渡辺:いまでこそインターネットがありますが、昭和のその時代は、それこそ流行りごとの情報は友達同士のやりとりが密に行われ広がっていきますからね。
国枝:競馬の話題が新聞にも載るでしょ。テレビでも取り上げるし、おもしろいなと思って。中継も岐阜で関西だから杉本清で、うまいことレースを表現するし。それでだんだん火がついた感じだね。
いざトレセンへ
「勉強してなかったからね(笑)」(国枝調教師)
渡辺:それでも競馬ファンからこの業界へは、なかなかすぐには結びつかないですよね。
国枝:最初は獣医にでもなろうと思ってたの。
渡辺:そうなんですか。
国枝:高校卒業して進路を決めるときに獣医学科のある大学に入った。あのころはね、馬の世界と医学の世界とは全く別でしたからね。
渡辺:獣医の道にはそのまま行かなかったのですか?
国枝:大学に入って馬術部に入って、乗馬に馬の世話に明け暮れてた。
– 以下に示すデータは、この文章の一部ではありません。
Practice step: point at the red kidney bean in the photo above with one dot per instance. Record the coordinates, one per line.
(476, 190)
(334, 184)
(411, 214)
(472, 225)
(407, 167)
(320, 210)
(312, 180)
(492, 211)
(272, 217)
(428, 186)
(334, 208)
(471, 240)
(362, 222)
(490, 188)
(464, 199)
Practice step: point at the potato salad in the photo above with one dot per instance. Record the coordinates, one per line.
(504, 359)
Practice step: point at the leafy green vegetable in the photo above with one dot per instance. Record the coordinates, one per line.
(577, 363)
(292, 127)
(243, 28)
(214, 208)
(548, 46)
勉強もせず、ひらすら遊んでましたよ(笑)。
渡辺:楽しそうで羨ましいです。
国枝:結局、大学は昭和53年に卒業するんだけど、いざ卒業するときになって獣医にはなれないと。勉強してなかったからね。
渡辺:医学の知識と乗馬の知識はまた別なんですね。
国枝:卒業した年に美浦にトレセンができてね。それまでは東京、中山、阪神、中京など、各競馬場で分散していたのが、栗東ができてその後、美浦ができて。
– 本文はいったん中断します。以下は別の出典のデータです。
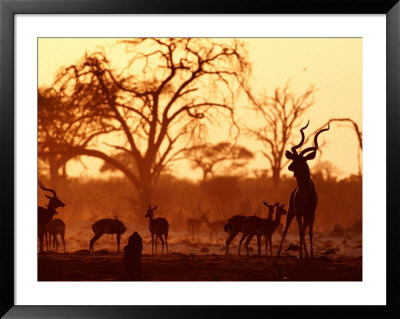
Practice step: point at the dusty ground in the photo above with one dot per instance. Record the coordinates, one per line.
(337, 259)
(104, 265)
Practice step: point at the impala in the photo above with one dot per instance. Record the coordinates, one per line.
(258, 226)
(303, 199)
(158, 227)
(107, 226)
(54, 228)
(235, 224)
(45, 214)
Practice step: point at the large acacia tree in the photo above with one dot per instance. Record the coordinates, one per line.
(153, 109)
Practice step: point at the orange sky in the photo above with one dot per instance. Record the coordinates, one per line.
(333, 65)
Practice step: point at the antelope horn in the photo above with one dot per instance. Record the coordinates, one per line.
(47, 189)
(315, 147)
(294, 148)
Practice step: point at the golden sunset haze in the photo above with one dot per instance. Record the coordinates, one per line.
(333, 65)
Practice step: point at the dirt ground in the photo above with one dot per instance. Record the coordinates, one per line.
(105, 266)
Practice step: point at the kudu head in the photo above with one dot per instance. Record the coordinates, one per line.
(149, 211)
(299, 165)
(54, 201)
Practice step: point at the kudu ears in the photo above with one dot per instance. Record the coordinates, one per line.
(310, 156)
(289, 155)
渡辺:栗東ができたのは昭和44年で、美浦ができたのは昭和53年ですね。
国枝:大学出てからも馬には携わりたかったので、馬術部で知り合った高橋裕さん(調教師)が八木沢厩舎で務められてると聞いたから、話を聞きに行ったの。そうしたら、山崎彰義さんが調教師の免許を取って、美浦のトレセンに移転して開業するので助手を探しているというわけ。それでこの世界に入ったんですよ。あの頃は競馬学校もなかったし、入り込んじゃったという感じだね。
渡辺:ジョッキーにはなろうと思わなかったのですか?
国枝:身体もそうだけど、家も普通の家庭だったから、自分の中ではジョッキーというのはあまり考えなかったね。